Located in Canberra and a National Engineering Landmark and on the Register of National Estate, Scrivener Dam is a concrete gravity dam that impounds Molonglo River and creates Lake Burley Griffin. Established for recreational and ornamental purposes, it is also ranked fifth of 25 dams in Australia with heritage listing.
Scrivener Dam was named in honour of surveyor Charles Scrivener (1855-1923), who recommended the site in 1909. The Dam's official filling of the lake was commemorated on 17 October 1964 by Prime Minister Robert Menzies.
Work on the lake and dam began in September 1960 and moved faster than expected due to drought, however, it took longer than expected to fill up the lake. For nearly seven years, there was just a trickle of water and few pools. The lake eventually filled up when the drought broke and the rains came just before a rowing championship scheduled for April 1964.
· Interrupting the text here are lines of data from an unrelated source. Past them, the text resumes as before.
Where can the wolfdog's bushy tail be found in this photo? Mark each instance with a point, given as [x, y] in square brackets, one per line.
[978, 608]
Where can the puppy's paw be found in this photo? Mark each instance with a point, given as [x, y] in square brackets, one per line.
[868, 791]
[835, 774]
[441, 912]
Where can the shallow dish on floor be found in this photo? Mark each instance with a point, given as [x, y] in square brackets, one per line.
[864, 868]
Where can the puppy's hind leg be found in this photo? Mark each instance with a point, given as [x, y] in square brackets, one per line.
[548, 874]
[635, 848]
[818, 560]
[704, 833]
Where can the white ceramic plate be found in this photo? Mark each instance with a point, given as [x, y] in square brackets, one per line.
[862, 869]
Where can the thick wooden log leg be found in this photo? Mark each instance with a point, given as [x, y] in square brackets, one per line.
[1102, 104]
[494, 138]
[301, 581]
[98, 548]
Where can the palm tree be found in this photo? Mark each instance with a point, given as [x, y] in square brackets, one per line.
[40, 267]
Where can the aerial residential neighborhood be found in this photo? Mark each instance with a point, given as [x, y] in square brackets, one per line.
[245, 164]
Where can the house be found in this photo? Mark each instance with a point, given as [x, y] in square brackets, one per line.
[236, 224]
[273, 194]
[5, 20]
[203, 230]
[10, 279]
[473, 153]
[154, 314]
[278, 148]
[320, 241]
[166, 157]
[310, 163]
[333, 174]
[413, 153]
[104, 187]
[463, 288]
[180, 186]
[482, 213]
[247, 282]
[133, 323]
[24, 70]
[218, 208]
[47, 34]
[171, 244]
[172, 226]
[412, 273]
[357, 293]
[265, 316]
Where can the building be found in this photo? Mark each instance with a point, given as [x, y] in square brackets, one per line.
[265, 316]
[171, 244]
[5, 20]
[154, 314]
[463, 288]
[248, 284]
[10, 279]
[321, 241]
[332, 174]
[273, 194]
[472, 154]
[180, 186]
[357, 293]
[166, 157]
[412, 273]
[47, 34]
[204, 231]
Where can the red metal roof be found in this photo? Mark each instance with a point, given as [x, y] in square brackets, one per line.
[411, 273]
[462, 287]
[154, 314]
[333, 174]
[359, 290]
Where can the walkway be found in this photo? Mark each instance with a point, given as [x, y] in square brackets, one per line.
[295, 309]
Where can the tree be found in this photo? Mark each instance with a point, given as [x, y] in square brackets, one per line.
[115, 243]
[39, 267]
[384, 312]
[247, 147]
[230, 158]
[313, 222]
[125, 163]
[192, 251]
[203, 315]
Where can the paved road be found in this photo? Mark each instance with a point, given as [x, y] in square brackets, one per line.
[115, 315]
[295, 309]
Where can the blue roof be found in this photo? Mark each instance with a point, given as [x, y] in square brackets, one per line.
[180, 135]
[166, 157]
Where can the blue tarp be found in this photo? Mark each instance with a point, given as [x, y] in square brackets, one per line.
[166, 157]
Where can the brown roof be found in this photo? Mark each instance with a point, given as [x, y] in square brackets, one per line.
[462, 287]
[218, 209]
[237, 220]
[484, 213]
The lake filled in a few days uniting the two halves of Canberra's city, making Canberra's description as two villages separated by a floodplain a distant memory.
The walking path leading to the bridge where top views of the Dam can be seen
It took 55,000 cubic metres of concrete to build the dam with a wall thickness of 19.7 metres and holding back 33 million cubic metres of water with a surface area of 664 hectares (approx. seven square kilometres).
Views of Scrivener Dam & Telstra Tower can be seen at the top of the bridge
The dam is 33-metres high and 319 metres long with a five-bay spillway controlled by 30.5 metres wide, hydraulically operated fish-belly flap gates. The German-designed and built fish-belly gates are rare in Australia and allow for perfect water level control.
The five gates have only been opened simultaneously once in the dam's history, during heavy flooding in 1976.